MANDEL Georges (1885-1944)
Né le 5 juin 1885 à Chatou (Seine-et-Oise) d'une famille qui a quitté l'Alsace en 1871, pour rester française. Journaliste à L'Aurore, il devient chef de cabinet de Clemenceau, président du Conseil (1917-1918), où il coordonne l'activité politique du gouvernement. Député de Gironde entre 1919 et 1940 (sauf 1924-28), ce serviteur de l'Etat est ministre des PTT (1934-1936), des Colonies (1938-1940), il tente de réorganiser ces ministères avec autorité. Appelé à l'Intérieur par Reynaud le 10 mai 40, antinazi notoire, il fait arrêter les sympathisants aux régimes fascistes. Contre la capitulation, il s'embarque sur le Massilia, pour le Maroc, avec d'autres parlementaires. Arrêté, interné, il est remis aux Allemands, déporté puis livré à la Milice qui l'assassine en forêt de Fontainebleau le 7 juillet 1944.
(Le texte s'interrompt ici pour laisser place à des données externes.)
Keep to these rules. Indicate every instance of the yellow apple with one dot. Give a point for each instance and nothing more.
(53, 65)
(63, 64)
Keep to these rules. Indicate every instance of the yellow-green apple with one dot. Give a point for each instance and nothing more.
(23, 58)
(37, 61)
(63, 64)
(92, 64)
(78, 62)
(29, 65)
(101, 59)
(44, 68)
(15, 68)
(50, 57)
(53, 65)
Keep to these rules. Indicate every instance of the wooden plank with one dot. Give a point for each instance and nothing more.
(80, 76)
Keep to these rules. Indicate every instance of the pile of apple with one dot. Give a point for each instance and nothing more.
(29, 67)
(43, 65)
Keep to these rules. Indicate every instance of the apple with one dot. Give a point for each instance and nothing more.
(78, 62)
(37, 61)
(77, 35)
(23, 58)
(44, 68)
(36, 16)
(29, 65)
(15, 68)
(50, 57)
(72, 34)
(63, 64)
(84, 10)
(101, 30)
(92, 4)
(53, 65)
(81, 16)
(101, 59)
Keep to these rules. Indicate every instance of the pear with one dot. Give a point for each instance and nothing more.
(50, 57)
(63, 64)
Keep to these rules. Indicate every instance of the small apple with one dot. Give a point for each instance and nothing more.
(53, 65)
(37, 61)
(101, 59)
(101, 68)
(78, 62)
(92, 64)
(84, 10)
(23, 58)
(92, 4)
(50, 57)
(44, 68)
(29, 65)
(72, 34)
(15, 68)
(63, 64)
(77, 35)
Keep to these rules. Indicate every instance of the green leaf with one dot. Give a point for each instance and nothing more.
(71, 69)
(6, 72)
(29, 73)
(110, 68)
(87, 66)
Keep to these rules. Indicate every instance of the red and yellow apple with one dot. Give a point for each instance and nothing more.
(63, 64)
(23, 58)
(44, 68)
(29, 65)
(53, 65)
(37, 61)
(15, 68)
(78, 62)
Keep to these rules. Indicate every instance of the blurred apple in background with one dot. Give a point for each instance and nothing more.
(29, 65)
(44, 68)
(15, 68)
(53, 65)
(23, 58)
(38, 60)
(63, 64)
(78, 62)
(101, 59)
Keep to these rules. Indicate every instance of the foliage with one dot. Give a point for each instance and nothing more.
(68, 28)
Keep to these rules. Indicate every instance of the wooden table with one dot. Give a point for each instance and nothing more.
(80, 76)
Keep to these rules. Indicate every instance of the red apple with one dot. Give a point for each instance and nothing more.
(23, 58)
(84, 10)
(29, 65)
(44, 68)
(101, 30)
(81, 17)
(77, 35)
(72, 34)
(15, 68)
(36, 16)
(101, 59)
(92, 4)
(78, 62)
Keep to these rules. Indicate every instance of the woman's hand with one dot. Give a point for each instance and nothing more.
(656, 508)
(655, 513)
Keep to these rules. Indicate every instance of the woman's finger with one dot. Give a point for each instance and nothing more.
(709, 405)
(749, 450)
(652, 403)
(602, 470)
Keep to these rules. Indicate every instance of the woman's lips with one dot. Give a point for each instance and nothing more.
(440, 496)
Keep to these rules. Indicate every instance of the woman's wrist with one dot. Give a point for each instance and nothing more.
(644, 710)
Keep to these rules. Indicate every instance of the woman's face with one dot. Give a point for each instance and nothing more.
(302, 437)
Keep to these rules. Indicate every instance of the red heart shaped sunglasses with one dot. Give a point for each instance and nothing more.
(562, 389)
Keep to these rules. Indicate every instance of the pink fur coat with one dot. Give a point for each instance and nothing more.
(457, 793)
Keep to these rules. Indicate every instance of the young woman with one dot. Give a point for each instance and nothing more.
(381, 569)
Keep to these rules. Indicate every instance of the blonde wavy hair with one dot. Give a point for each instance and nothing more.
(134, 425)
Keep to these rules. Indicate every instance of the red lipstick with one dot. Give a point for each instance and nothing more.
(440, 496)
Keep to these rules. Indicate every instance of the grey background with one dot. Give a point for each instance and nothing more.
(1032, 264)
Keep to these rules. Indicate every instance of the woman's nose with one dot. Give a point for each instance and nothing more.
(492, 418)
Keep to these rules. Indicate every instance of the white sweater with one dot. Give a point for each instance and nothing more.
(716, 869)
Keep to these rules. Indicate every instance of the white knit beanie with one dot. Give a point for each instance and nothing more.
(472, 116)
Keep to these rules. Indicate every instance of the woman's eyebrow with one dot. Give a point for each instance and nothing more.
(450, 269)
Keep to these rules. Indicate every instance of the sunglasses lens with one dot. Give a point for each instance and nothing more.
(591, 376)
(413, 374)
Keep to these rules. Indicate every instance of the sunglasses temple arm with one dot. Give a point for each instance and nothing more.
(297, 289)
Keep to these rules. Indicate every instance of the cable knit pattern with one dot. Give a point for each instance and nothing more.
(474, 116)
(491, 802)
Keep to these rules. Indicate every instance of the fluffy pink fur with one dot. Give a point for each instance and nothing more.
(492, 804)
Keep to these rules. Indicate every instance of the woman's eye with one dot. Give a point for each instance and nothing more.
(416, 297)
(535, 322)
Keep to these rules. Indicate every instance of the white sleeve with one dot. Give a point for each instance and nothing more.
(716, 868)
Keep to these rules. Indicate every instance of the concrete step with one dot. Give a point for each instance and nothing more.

PAUL-BONCOUR Joseph  (1873-1972)
Il est né le 4 août 1873 à Saint-Agnan (Loir-et-Cher). Avocat, il débute sa carrière politique comme secrétaire particulier de Waldeck-Rousseau (1898-1902) et fonde en 1902 le Conseil juridique de la Bourse du travail. Député socialiste indépendant (1909-1914) et ministre du Travail (1911), il adhère en 1916 à la SFIO, et il est élu député de la Seine (19-24), puis du Tarn (24-31). Il rompt en 1931 en raison de divergences d'idées sur la défense et la participation au gouvernement. Il participe en 1935, avec Déat, à la création de l'Union socialiste et républicaine qu'il préside, mais il démissionne en avril 1938, à cause de l'orientation pacifiste de Déat. Sénateur socialiste indépendant (31-40), à nouveau ministre (Affaires étrangères : 1932-1933, 1933-1934, 1938 et délégué à la SDN (1936). L'un des 80 parlementaires à refuser les pleins pouvoirs à Pétain, il participe à la Résistance intérieure. Membre de l'Assemblée consultative en 1944, il est élu SFIO au Conseil de la République (1946-1948). Délégué de la France à la conférence de San Francisco en 1946, il préside la Fédération internationale des droits de l'homme. Il meurt le 28 mars 1972.



RAMADIER Paul (1888-1961)

Né le 17 mars 1888 à La Rochelle (Charente-Maritime), il adhère au parti socialiste en 1904. Avocat, maire de Decazeville à partir de 1919, il est élu député SFIO de l'Aveyron (1928). Sous-secrétaire d'Etat aux Travaux publics et aux Transports du premier gouvernement du Front populaire (1936), il est ministre du Travail de 1938 à 1940. Il refuse de voter les pleins pouvoirs à Pétain le 10 juillet 1940, et entre dans la Résistance. A la Libération, il est à nouveau maire, député et ministre du Ravitaillement (44-45) et participe à l'élaboration de la Constitution de la IVe République. Très contesté pour le coût social de sa politique de lutte contre l'inflation, il se retire en novembre 47, mais est plusieurs fois ministre, notamment aux Affaires économiques et financières (56-57), lançant un emprunt et crée la taxe sur l'automobile. Il place sa confiance en de Gaulle en 1958, mais est battu aux élections. Il meurt en 1961.